Hamza is now in the eighth grade and has made a big effort to keep achieving academically, despite the disruption to his education.  

“It’s important for me to keep it because it reminds me of when I was the best student in my class.”

A doll in a girl's hands
UNICEF/2018/Herwig
Yara, 10 years, holds a doll she brought from Syria

The Doll

Yara, 10 years, holds a doll in Za’atari Refugee Camp. “This toy is from Syria. Her name is Farah.

She still remembers her bedroom in Syria. “It was white and I had teddy bears and one was really big. Bigger than me.

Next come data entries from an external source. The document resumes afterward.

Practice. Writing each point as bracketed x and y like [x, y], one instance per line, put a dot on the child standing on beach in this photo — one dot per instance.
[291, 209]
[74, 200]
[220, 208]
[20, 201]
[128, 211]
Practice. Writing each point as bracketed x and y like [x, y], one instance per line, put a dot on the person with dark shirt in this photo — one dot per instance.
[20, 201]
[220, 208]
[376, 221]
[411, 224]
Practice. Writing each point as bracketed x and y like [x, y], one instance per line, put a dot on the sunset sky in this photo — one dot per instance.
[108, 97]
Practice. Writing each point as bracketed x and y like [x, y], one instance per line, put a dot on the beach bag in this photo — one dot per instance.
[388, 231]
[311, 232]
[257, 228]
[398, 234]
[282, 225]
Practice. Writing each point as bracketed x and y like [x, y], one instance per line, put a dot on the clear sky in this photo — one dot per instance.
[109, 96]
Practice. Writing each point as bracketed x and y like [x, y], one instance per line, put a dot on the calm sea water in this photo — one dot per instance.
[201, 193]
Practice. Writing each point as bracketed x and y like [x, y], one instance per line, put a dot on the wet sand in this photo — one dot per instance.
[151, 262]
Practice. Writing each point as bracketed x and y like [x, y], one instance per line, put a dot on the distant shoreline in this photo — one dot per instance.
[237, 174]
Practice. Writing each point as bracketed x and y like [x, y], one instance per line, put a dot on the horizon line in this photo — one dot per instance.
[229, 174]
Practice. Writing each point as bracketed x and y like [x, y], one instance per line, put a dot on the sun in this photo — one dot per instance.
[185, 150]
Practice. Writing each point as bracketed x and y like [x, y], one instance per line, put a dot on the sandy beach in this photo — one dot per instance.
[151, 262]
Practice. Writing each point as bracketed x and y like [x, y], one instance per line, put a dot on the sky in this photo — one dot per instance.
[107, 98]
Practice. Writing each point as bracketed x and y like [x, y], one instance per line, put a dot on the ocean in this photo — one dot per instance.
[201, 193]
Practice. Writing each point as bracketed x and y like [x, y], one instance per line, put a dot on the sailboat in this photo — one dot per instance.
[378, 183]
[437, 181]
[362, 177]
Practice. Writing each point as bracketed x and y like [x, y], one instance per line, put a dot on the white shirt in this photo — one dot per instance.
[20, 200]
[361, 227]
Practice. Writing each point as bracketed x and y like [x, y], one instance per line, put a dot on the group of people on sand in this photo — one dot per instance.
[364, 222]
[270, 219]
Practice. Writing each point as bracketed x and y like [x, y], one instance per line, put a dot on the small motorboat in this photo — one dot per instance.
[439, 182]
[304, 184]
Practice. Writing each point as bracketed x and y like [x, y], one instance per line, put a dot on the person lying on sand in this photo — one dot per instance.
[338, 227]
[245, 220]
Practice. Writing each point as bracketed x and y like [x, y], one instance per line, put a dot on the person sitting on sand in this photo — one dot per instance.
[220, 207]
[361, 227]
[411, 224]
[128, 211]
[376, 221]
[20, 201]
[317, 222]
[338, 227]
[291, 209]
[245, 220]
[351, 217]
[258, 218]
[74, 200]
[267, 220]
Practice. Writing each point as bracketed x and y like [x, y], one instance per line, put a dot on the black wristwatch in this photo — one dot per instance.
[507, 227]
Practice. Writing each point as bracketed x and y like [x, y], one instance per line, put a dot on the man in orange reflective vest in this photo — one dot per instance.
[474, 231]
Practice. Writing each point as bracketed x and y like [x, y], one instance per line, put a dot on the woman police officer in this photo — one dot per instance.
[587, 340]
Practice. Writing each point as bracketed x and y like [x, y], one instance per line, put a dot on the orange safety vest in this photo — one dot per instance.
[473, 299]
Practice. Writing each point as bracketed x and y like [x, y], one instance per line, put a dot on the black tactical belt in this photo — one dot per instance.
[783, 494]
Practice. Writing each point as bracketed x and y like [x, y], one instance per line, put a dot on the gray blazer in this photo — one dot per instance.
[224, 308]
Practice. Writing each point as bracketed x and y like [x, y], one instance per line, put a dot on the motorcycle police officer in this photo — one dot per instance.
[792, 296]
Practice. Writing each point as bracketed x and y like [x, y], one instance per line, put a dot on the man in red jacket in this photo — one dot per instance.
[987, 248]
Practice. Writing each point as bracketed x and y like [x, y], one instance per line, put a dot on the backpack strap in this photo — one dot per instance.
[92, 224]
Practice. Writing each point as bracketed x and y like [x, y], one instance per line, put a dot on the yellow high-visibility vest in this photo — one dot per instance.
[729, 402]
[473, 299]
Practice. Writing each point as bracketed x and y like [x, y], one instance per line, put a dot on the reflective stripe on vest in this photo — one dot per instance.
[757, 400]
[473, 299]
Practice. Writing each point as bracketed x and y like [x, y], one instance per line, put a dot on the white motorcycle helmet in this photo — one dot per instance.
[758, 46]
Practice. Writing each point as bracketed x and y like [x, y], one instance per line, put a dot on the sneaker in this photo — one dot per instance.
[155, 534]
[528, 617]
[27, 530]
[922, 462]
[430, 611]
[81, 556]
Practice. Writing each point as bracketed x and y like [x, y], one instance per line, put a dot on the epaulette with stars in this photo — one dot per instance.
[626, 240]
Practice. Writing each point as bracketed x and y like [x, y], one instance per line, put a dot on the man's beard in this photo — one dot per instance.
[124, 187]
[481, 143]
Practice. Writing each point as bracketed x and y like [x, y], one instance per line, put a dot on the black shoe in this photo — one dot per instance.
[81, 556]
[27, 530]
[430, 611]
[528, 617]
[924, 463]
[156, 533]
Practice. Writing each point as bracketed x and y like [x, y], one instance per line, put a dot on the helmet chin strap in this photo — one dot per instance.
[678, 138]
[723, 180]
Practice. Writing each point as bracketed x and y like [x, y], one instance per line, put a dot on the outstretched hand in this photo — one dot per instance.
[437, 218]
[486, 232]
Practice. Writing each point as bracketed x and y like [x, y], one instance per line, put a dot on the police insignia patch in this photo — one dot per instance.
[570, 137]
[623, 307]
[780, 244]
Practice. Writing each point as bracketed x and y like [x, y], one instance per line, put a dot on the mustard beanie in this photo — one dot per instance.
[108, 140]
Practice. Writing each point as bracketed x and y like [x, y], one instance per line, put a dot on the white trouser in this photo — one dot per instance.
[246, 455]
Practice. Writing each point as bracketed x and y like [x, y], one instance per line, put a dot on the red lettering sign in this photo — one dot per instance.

“It got scary in Syria. There were shootings. Dad said get your stuff together, we’re going. So I put Farah in my bag. I told her we’re going to Za’atari. I told her don’t made any sound. She was scared.

“We were both happy when we arrived in the camp. I brought a pink dress too just like Farah’s."

Yara goes to school in the camp and wants to be a pharmacist when she grows up so she can give people medicine that will heal them. 

 

House keys in a girl's hands
UNICEF/2018/Herwig
Rudaina, 11 years, holds her house keys from Syria

The House Keys

Rudaina, 11 years, holds house keys in Za’atari Refugee Camp.

“These are my house keys. I brought them with me because when we go back to Syria, I’m going to be the one who opens the door.

“My parents tell me that Syria is beautiful. I was so little that I don’t remember."

Rudaina is in fourth grade and her favourite subject is Maths. She wants to be a pediatrician when she grows up.

“We once had a home but now we live in a caravan. I feel so sad when I hold the keys because I’m so far away from home.”
 

All children photographed attend UNICEF Makani centres in Za’atari Refugee Camp - where they receive integrated learning support, community-based child protection, early childhood development and youth services.